The author, Glenn Harrison, argued that the costs of engaging in non-optimal behavior were incredibly small. In other words, being dumb didn’t cost participants that much, and being smart didn’t earn participants a great deal either. Glenn argued this casts doubt on the suggestion that participants were engaging in non-optimal behavior, but instead participants weighed the expected mental effort of being smart and concluded it wasn’t worth the foregone increase in income.

Each deviation from zero (the optimal bid) costs the participant little.

What researchers need to do, Glenn argued, was bend the payoff curve i.e. increase the reward for being smart. This way researchers can see if the type of behavior they’re testing is a real thing.

What does this mean for A/B testing in my game?

Developers often turn to A/B testing to test even the most minute items; frustration emerges when results are inconclusive.
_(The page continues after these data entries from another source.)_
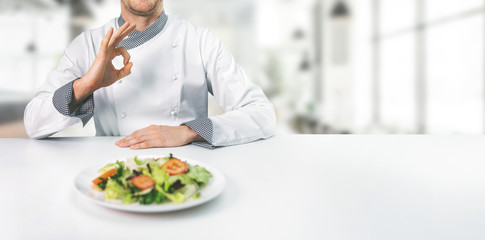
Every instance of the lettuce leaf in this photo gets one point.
(199, 174)
(114, 190)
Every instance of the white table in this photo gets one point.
(287, 187)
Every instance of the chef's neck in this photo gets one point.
(142, 22)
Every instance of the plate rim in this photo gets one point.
(151, 208)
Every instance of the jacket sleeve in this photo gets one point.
(248, 115)
(48, 113)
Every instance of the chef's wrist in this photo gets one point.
(192, 136)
For example, Supercell might test whether or not players prefer reward scheme X or Y in Boom Beach by way of sessions played. An A/B test that presents each scheme after a battle could possibly turn up inconclusive. This is because each reward has a small outcome on player progression. That is itself an insight, but if we’re really interested in whether A or B is better it’d make sense to ‘bend the payoff curve’. That means we’d offer A + 5 or B + 5 to exaggerate the effects of the different reward schemes.

Think of it as amplifying two lights on each side of a room to see where flies gravitate toward. If the lights were dim the effect on the flies would be smaller than it otherwise is.

See? Just like an A/B test.
See? Just like an A/B test.

While not always appropriate, bending the payoff curve is another tool developer scientists should consider when designing experiments.